In 1879, Governor William A. Howard considered the cities of Vermillion, Elk Point, and Canton when he finally decided on Yankton. Yankton is situated on the Missouri River and was at that time the capital of the sparsely-settled Dakota Territory (encompassing present-day North and South Dakota). The hospital was constructed at a total cost of $2,286.85. During the first six months 31 patients were admitted. In 1880, 50 patients caused overcrowding, and the hospital was also understaffed. The population of Yankton was over 3,400, a remarkable increase from the less than 50 in 1859. In 1899, a devastating fire took the lives of seventeen women patients. This led the legislature to seriously consider giving much needed funds to the hospital. They built new smaller buildings, taking precautions to make the walls fireproof, and the rooms for the patients were made much smaller.

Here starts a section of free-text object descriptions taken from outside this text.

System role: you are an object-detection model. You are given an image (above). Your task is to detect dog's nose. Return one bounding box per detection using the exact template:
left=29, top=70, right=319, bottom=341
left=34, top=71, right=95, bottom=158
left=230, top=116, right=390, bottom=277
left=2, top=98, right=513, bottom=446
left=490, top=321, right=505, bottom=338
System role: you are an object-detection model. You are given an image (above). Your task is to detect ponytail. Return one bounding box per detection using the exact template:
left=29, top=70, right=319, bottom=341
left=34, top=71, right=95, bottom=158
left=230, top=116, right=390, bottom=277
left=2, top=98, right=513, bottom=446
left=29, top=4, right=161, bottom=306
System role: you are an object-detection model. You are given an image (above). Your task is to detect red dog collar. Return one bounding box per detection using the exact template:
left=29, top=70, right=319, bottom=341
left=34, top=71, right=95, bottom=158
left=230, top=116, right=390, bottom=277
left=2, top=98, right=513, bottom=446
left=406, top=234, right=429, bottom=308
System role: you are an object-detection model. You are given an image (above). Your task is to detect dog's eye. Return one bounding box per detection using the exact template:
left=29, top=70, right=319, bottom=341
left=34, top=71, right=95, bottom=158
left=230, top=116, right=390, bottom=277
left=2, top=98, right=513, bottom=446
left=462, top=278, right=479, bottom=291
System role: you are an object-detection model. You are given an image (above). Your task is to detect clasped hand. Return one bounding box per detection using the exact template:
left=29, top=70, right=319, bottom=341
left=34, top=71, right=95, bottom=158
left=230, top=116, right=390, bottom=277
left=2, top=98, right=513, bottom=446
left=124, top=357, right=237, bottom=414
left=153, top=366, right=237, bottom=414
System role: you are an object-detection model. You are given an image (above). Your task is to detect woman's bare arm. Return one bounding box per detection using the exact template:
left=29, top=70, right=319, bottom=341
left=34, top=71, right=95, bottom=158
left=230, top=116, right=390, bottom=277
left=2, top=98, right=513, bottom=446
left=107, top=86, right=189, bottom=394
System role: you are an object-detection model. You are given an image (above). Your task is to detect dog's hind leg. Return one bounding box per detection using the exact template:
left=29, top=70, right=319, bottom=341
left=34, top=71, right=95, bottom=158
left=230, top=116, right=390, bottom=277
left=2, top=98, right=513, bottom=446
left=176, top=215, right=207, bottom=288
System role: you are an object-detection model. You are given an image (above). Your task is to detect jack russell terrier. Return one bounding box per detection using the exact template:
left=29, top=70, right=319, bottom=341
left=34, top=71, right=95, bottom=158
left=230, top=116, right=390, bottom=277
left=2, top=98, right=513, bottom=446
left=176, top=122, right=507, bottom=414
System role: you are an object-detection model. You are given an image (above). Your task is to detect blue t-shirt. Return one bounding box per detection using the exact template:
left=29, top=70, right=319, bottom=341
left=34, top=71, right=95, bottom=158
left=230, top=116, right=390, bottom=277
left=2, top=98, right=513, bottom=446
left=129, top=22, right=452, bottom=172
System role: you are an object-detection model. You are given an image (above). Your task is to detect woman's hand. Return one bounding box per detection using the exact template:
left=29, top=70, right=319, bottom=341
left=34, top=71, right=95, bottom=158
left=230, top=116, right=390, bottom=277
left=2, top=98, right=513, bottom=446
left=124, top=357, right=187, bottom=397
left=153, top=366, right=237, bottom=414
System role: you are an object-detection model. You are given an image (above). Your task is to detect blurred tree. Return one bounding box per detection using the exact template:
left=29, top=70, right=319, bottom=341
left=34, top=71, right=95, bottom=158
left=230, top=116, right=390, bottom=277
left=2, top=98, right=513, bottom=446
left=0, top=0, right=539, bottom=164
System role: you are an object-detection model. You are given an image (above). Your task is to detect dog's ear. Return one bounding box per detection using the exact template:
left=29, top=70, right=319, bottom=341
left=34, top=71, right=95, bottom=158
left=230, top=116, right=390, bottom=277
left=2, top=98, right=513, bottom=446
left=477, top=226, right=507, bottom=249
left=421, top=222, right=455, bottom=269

In 1918, the name of the hospital was officially changed from Dakota Hospital for the Insane to the Yankton State Hospital. This was done because of complaints that the original name had a derogatory connotation and other types of patients such as alcoholics, drug addicts, and epileptics were also housed there. In the late 1920s and early 1930s, the institution and the rest of the nation, went through a very difficult period. An increasing rate of admissions combined with a decreasing budget due to the Great Depression. Overcrowding was a serious problem in the mid and late 1930s. However, incoming patients were released within a few months, due to updates in healthcare, thus helping to ease the overcrowding problem.

The famous psychiatrist, Leo Kanner, MD, served at YSH from 1924 to 1928, after immigrating to the United States from Austria. It was here that he learned most about disabled children and ultimately led him to define classic autism for the first time. While at YSH, Kanner also published medical articles about syphilis, generalized paralysis, and adrenaline.

World War II disrupted the flow of progress. Wages at the institution were poor and with so many men gone to war, hospital employees left to take up better-paying jobs. The 1950s brought increased understanding of mental illness and relatives of patients were more willing to accept them, rather than wanting to hide them in Yankton. Medical work at Yankton became more systematized than ever before. Changing attitudes toward the mentally ill contributed greatly to improving conditions at the hospital. Various forms of physical force, such as the use of strait-jackets, were discontinued.

The 1960s saw a significant enlargement of the medical staff. While the staff was also of better quality than at any previous time, patients being locked up in the back wards as punishment and being threatened with never getting out of the hospital for disobeying the rules continued. The need was also seen at this time for a geriatric department. In addition, the population at the hospital continuously decreased year after year. From 1968 to 1973, a great deal of activity took place. Construction was started on a new central building as well as another facility. In addition, four other buildings were renovated. On July 1, 1974, the name of the facility was changed from Yankton State Hospital to the South Dakota Human Services Center. The change was enacted by session of the Legislature to more clearly reflect the services such as dietary help, mental health, drug addicts, alcoholics, geriatrics, and epileptics.

The 1980s saw further development in services and programs available to HSC patients. In 1991, Governor George S. Mickelson found it would be more costly to renovate the old buildings dating back to the 1800s than to construct new ones specifically designed to meet the needs of the state. Governor Mickelson advanced bills proposing design and construction of a new psychiatric facility which passed by an overwhelming majority of the 1992 State Legislature.

Dedication and Ground Breaking Ceremonies were held on April 28, 1994. Recognizing the efforts of Governor Mickelson, the new facility was dedicated "George S. Mickelson Center for the Neurosciences." The new facility was completed in the fall of 1996 and was occupied in October 1996. Skywalks have been built to connect the partially renovated original buildings. The hospital remains in operation although many original buildings have been turned into a museum.